The history of The School of the Art Institute’s (SAIC) search for student exhibition space is a long one, beginning almost twenty-five years ago when, in 1984, they christened their first formal art gallery space in a small storefront on Superior Street. Despite its size, it was SAIC’s only exhibition space until 1987, when they purchased the top floor of a warehouse building located at 1040 W. Huron. Although longer lived then the Superior St. space-- lasting for about a decade-- it was roughly the same size as its predecessor, and so in 1995 they purchased the expansive ten-story White Tower building located in Greek Town.
Generically named G2, it represented the first permanent thesis exhibition space for SAIC’s flock of graduating MFA and BFA students, as opposed to the previously migratory thesis shows that, each year were at various leased warehouse space locales around the city. With the sale of G2 in August 2005 to Cormony Development, the thesis exhibitions had a few last years in a downsized space in the building, sans the ground floor, complete with wrap around glass window walls, which had been parceled off.

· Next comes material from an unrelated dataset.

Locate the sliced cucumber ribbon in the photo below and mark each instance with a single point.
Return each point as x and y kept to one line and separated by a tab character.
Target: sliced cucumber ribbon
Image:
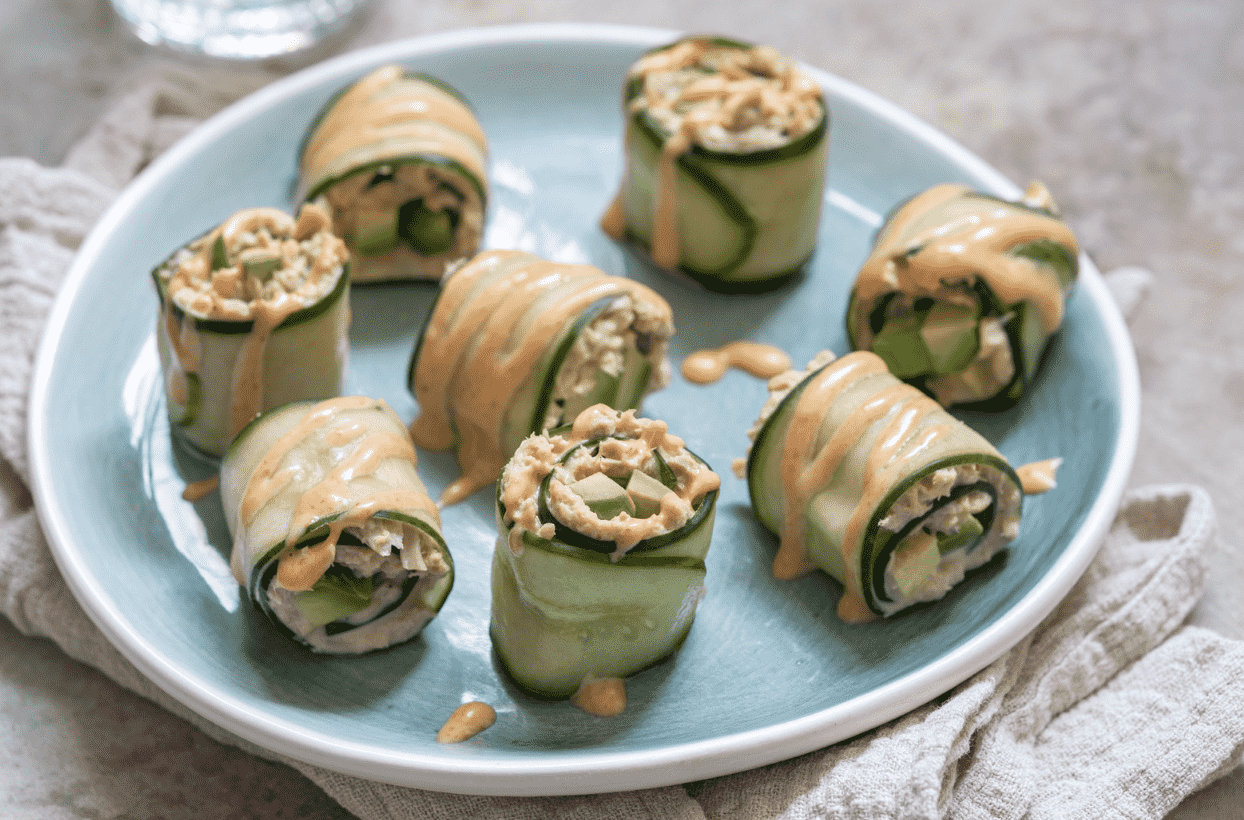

Having moved once again, this time to the heart of the loop, the sprawling 32,000-square-foot gallery space is housed within a Louis Sullivan designed building, formerly the Carson Pirie Scott flagship store. SAIC has previously colonized several other floors of the old department store with everything from a warren of student services offices to the newly endowed fashion, architecture and designed objects departments. The show space, aptly named the Sullivan Galleries, bifurcates the seventh floor into two main spaces, with the smaller, northern space remaining free of permanent walls and used for a rotating series of exhibitions and the larger, southern space outfitted with permanent walls in order to host all upcoming installments of SAIC students’ thesis exhibitions.
Installation view of "Ahh...Decadence!" Photo: Thea Libert Nichols.
Presently, it’s packed to the max with 122 works created by 42 artists, all of whom are from the city and many of whom are SAIC alums, in a commendably Chicago flavored smorgasbord curated by Lisa Wainwright. Her gaudy missive, entitled "Ahh...Decadence!", rounds up an attractive pack of the city’s heavies, featuring beautifully baroque soundsuits by Nick Cave, recent, abstract paintings by Jim Lutes, captivating and creepy groupings of Anne Wilson’s dainty needle points sewn with strands of hair instead of thread, exquisite paintings of poetry by Phil Hanson, and several large and inspired Phyllis Bramson's that wink at viewers through collaged patches of sequenced fabric. Laura Letinsky’s three colored still life photographs stand out for their understated gravitas. With brightly lit, brilliantly saturated colors, her nature-mort scenes translate Dutch still life’s into the twenty-first century, depicting a moralizing tableau of the decay and waste that befalls even the most elegant table settings and succulent menu selections.
The calming effect Letinsky’s contemplative work has on the eye is amplified when set against the plum and fuchsia walls, opalescent palsied curlicues, three foot tall candelabras and cut glass chandeliers of the exhibition design. True to its theme, the razzle-dazzle of the curatorial frame for "Ahh...Decadence" is just as indulgent as it claims the artwork on display is. As a result of its sensory overloading glut, it risks self-parody, and while full of good things to look at, it almost instantly leaves you wondering what you just saw and why.